The American Medical Association issued its annual physician practice benchmark survey.
Previous research has documented the long term trend away from physicians being practice owners and toward being employees as well as toward larger practice sizes (Kane, 2015). The new Benchmark data show that this trend continued through 2016. In fact, 2016 marked the first year in which less than half of practicing physicians owned their own practice—47.1 percent. This was about 6 percentage points lower than in 2012.
This is a clear consequence of the ACA.

The Wall Street Journal today reported on another interesting physician practice survey.
It is something nine out of 10 primary-care practices have said to at least one patient in the past two years, albeit more politely.
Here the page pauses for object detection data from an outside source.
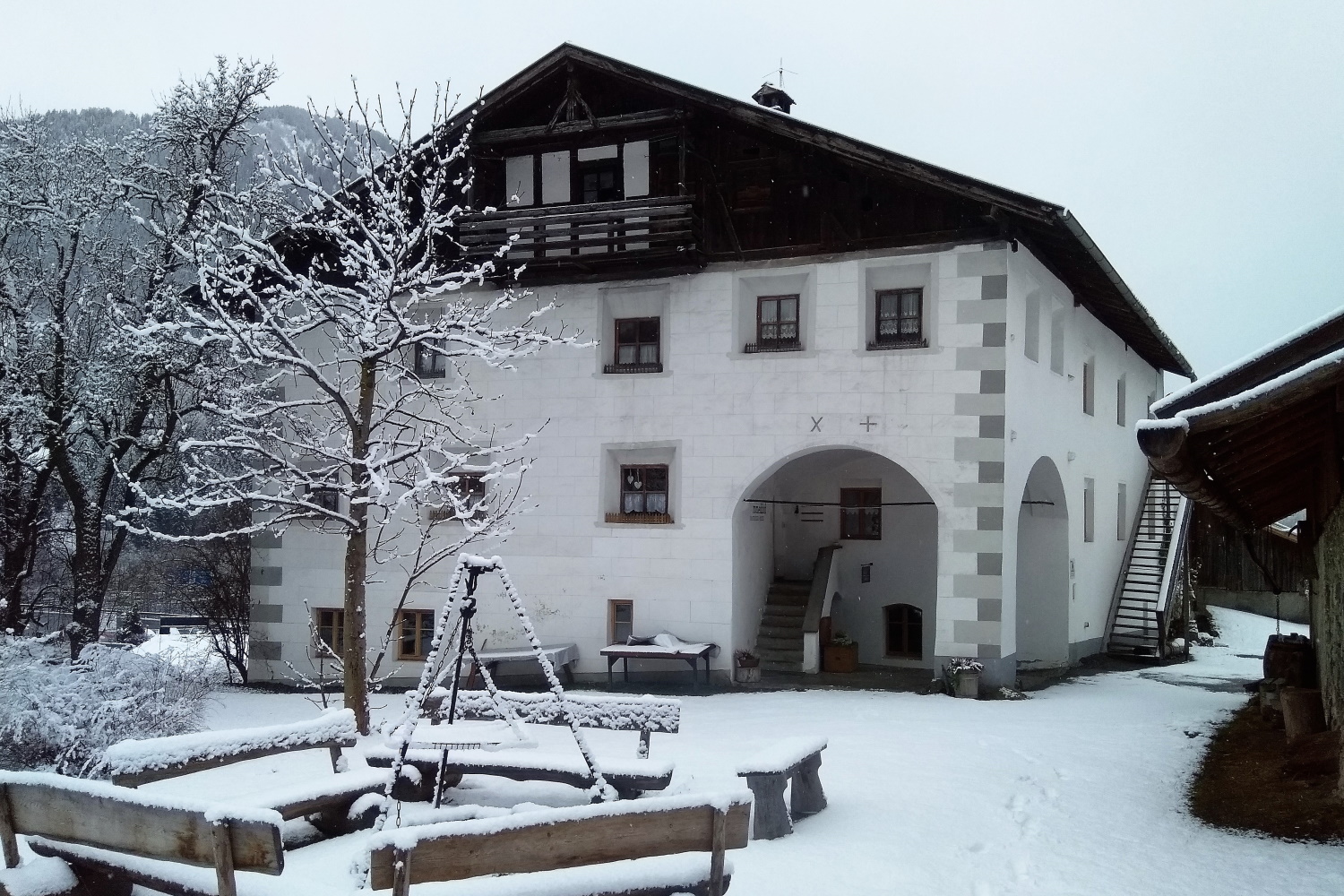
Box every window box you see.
[607,513,672,525]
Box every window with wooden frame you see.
[314,610,346,657]
[840,489,882,541]
[882,603,924,659]
[308,485,340,513]
[604,317,663,374]
[429,473,489,522]
[416,340,448,380]
[607,600,634,643]
[575,157,625,202]
[1083,358,1097,417]
[397,610,435,659]
[744,294,803,352]
[607,463,672,522]
[868,289,929,349]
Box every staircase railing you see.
[803,544,840,673]
[1158,495,1191,659]
[1104,470,1153,648]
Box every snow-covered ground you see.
[4,610,1344,896]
According to research published last month in the journal JAMA Internal Medicine, 67% of nearly 800 practices reported dismissing one to 20 patients over two years while 15% reported dismissing 21 to 50 patients. About 10% reported dismissing no patients over the course of two years and 8% said they dismissed 51 or more patients.
The study was inspired by worries that patient dismissals may rise because some insurers are starting to reimburse doctors for health outcomes rather than services provided. That shift has been in the works, before the Affordable Care Act became law in 2010.
“The good news is in our study we found that no, it did not have an impact,” said Ann O’Malley, the first author on the study and a senior fellow at Mathematica Policy Research, a Princeton, N.J., policy-research organization. “The providers stuck with their patients. They did not seem to be worried that just because they were in this initiative and being measured on some sort of quality metric that they needed to cherry-pick their patients.”
Finally, the FEHBlog ran across this Health Data Management article about a successful initiative to increase the number of skilled practitioners to treat autism.   Here's a Science Daily article about the Project ECHO autism program which is based at the University of Missouri.
Launched in March 2015, ECHO Autism is a partnership between the MU Thompson Center for Autism and Neurodevelopmental Disorders, MU Health, and the Missouri Telehealth Network Show-Me ECHO program. ECHO Autism clinics are conducted using high-quality, secure video conferencing technology to connect participating primary care clinics to a panel of experts.
Initial studies of the program have found that participating primary care providers demonstrated significant improvements in confidence across all sectors of health care for children with autism, including screening and identification, assessment and treatment of medical and psychiatric conditions, and knowledge of and referral to available resources.
The project is being expanded to Alabama and Alaska among other geographic areas.